As an amateur philosopher, I enjoy roaming worldviewless just critiquing philosophical ideas all the time. I think maybe someday I will get bored with philosophy and just retire on some worldview. Maybe great philosophers build worldviews because they need a worldview to retire on. Typical great philosophers build their own worldviews but I’m not going to be a typical great philosopher. I’m most likely just going to retire on some other great philosopher’s worldview. In that sense, I’ll just be some great philosophical freeloader.
Picking a philosophical worldview can be quite difficult. For instance, I find myself arguing for positions that I’m not necessarily certain about because I just want to see how far I can stretch my position until it snaps. Let me tell you, for a while I was really liking universals and it felt like I almost found a philosophical dream-home. I was really considering Leibnizian Rationalism there for a few minutes. But Quine’s holism is really speaking out to me now. Also Putnam has a paper specifically on destroying the distinction between facts and values. I think that is really neat in itself. I would recommend that essay to anyone. The name of it is simply Fact and Value. I seem to be pretty comfortable with an analytic school inspired pragmatism. I’m not sure though. I’ve had too much fun lately trying to go a day without the law of non-contradiction. Too many uses of the word ‘not’. Let me tell you.

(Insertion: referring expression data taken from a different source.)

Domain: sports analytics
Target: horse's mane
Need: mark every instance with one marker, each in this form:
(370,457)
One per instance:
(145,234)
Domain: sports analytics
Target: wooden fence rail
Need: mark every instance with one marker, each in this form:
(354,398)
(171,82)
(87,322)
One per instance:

My indecisiveness about my philosophical position has increased almost as much as my dogmatic way of arguing about some position that I’m really just underneath indecisive about. Wow, what a sentence, but that’s just the way I feel. My firm beliefs only go this far….
I believe induction to be quite reliable.
I pretty much just hold causality to be true on the macroscopic level.
I believe in the law of non-contradiction. Otherwise I’d be using a bunch of is and is nots, now wouldn’t I?
I don’t think we can know that our representations match the external world. (from my understanding of problems with the correspondence theory)
What I’m trying to get at is that it’s very easy to be a lazy philosopher. But I think you can be a great philosopher and be a lazy one at the same time.